Maître Robinton se redressa.
— Pouvez-vous éclaircir votre pensée ?
— Les lézards semblent conserver le souvenir de violentes expériences comme…
Jaxom tendit le bras en direction de l’Étoile Rouge.
— … celle de la chute de F’nor, et maintenant, l’éruption de la montagne. Mais il s’agit là d’événements tout à fait exceptionnels. Rien à voir avec la routine quotidienne.
— Pourtant, ils vous ont aidé à localiser D’ram, ici, à la Baie, dit Robinton.
— Simple coup de chance. Si j’avais d’abord posé une question sur des hommes, je n’aurais jamais eu de réponse, répliqua Jaxom en souriant.

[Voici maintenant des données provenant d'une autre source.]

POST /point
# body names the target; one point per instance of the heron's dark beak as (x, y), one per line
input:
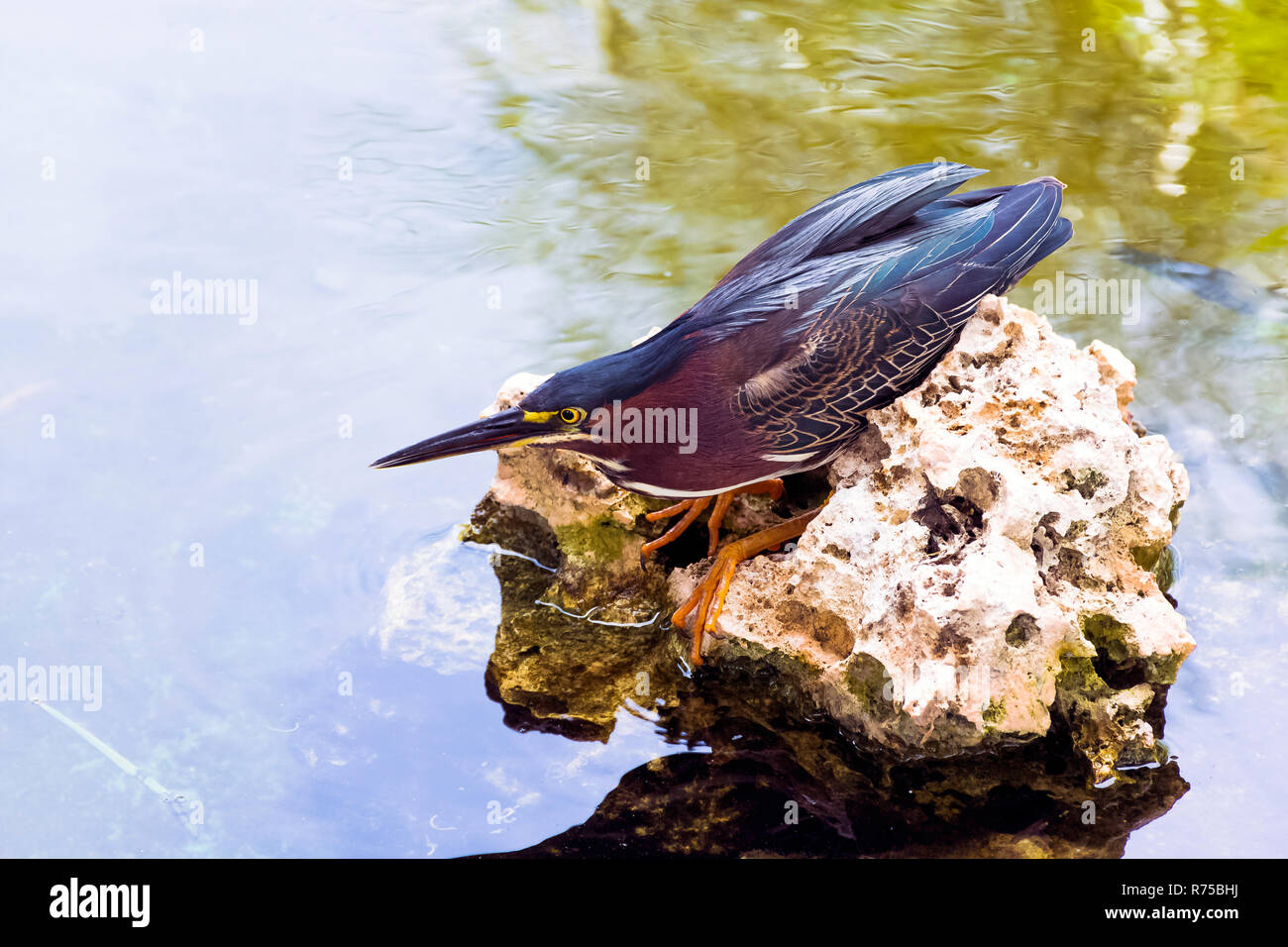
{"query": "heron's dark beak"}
(494, 431)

— Vous aviez à peine plus d’informations lors de votre première aventure.
— Pardon ?
Jaxom le considéra, médusé ; le Harpiste avait parlé avec une douceur trompeuse, se contentant d’accentuer légèrement le mot « première » et pourtant l’implication était claire ; le Harpiste savait que Jaxom avait rapporté l’œuf, mais comment ? Jaxom lança un regard accusateur à Menolly, qui semblait perplexe, comme si l’allusion subtile du Harpiste l’étonnait, elle aussi.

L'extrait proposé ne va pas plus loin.